Fracking companies have been somewhat cautious in ramping up production. After years of aggressive drilling, many companies now focus on profitability rather than growth, contributing to slower output increases even when prices rise. Environmental regulations and concerns about the sustainability of production have also led to slower growth in the sector.
Still, any major shifts in U.S. shale oil production could counterbalance OPEC+ production cuts. If prices rebound, there could be more pressure on U.S. producers to increase output, especially if inflation ticks up again.
4. Chinese Oil Demand
China’s demand for fossil fuels has been declining due to economic factors. However, the People’s Bank of China recently announced sweeping stimulus measures in September, which could affect oil demand positively in the jurisdiction. Monitoring whether the stimulus works is essential, as the Chinese market significantly impacts crude prices.
5. The U.S. Economy
In September, the U.S. Federal Reserve cut its short-term interest rates by 50 basis points, which some people saw as a signal that the U.S. central bank is worried about future growth. However, the Fed has firmly rejected the notion that it believes the U.S. economy is in trouble, instead expressing the committee’s belief that the policy was too restrictive for the “soft landing” already in process.
If, however, a recession does occur, as some analysts believe, U.S. demand for crude oil will likely drop off. The U.S. is far and away the largest consumer of crude oil, and while there’s a certain baseline demand that is stable, a weaker economy still means less overall demand.

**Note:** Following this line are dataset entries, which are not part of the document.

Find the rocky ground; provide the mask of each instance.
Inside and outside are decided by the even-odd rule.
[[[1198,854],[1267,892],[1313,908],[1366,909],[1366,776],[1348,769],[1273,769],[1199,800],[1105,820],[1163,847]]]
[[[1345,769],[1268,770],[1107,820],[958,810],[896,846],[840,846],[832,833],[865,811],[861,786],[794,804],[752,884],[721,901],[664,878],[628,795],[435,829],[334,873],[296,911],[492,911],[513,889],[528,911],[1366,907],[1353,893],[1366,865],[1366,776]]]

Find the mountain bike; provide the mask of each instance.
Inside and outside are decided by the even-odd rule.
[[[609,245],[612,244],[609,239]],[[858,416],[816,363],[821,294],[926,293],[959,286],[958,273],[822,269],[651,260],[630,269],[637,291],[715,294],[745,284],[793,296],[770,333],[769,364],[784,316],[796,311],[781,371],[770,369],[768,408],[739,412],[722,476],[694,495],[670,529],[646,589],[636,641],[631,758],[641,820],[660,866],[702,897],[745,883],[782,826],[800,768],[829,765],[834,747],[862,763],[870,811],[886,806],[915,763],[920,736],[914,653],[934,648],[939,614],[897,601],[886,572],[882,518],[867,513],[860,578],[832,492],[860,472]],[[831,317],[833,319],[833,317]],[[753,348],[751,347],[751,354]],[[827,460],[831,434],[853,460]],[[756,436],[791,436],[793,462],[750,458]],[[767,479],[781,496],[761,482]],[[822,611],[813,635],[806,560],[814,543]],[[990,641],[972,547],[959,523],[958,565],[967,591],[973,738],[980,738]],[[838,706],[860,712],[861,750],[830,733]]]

6. Global Energy Transition and Long-Term Demand Trends
While short-term factors like production cuts and geopolitical tensions tend to dominate headlines, the longer-term shift toward renewable energy and lower-carbon energy sources will continue to shape oil markets. Many countries, particularly in Europe, are accelerating their transition from fossil fuels, aiming to reduce their dependence on oil and gas as part of climate change mitigation strategies.
This energy transition leads to investments in renewable energy and electric vehicles (EVs), which should reduce oil demand over time. The International Energy Agency (IEA) and other energy forecasters have already predicted that peak oil demand could come sooner than expected due to the rapid growth of renewable energy sources, EVs and energy efficiency improvements.
However, this long-term trend doesn’t negate the immediate need for oil in many industries and countries. The transition to a cleaner energy economy will be gradual, and oil remains a cornerstone of global energy consumption.